François Hollande tomó muchas decisiones precipitadas que pusieron a Francia en el centro de la diana. Al ver que los intereses estratégicos de Francia estaban amenazados, lanzó operaciones militares contra grupos terroristas en la África subsahariana. Al comprender que los musulmanes franceses iban a entrenarse y a librar la yihad en Siria, decidió desplegar al ejército militar en acciones contra el Estado Islámico.

No previó que los grupos islamistas y el Estado Islámico devolverían el golpe y atacarían en Francia. No percibió hasta qué punto era Francia vulnerable; cómo estaba siendo socavada desde dentro.

Los resultados iluminan totalmente un panorama escalofriante. Los islamistas ven ese panorama, y no les disgusta la visión.

En sus páginas web suele aparecer una cita de Obama bin Laden: “Cuando la gente ve un caballo fuerte y otro débil, se pone instintivamente de parte del caballo fuerte”.

Parecen pensar que Francia es un caballo débil y que el islam radical puede poner a Francia de rodillas sobre una pila de polvo y escombros. El tiempo –parecen creer– también está de su parte, al igual que la demografía. Los musulmanes representan ahora el 10 % de la población francesa; el 25 % de los adolescentes de Francia son musulmanes.
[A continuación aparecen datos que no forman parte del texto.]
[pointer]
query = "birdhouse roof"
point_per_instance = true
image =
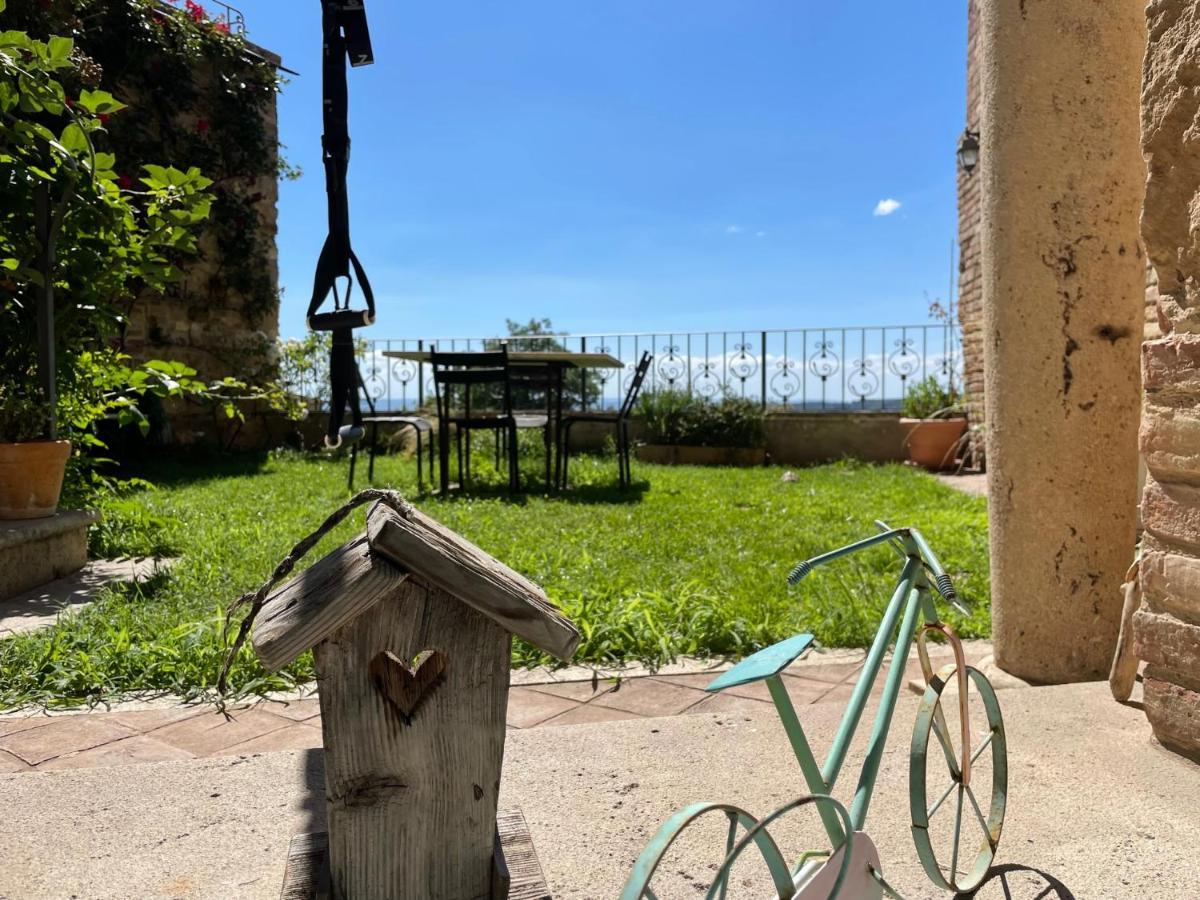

El número de musulmanes franceses que quieren que se aplique la ley de la sharia en Francia crece cada año, y también la cifra de musulmanes franceses que aprueban el yihadismo. Cada vez más ciudadanos franceses desprecian el islam, pero tienen pánico. Incluso los políticos que parecen dispuestos a luchar no se enfrentan al islam.

Los islamistas parecen creer que ningún político francés podrá superar lo que parece cada vez más una tormenta perfecta árabe. Parecen tener la impresión de que Occidente ya ha sido derrotado y que nadie tiene lo que hay que tener para prevalecer. ¿Se equivocan?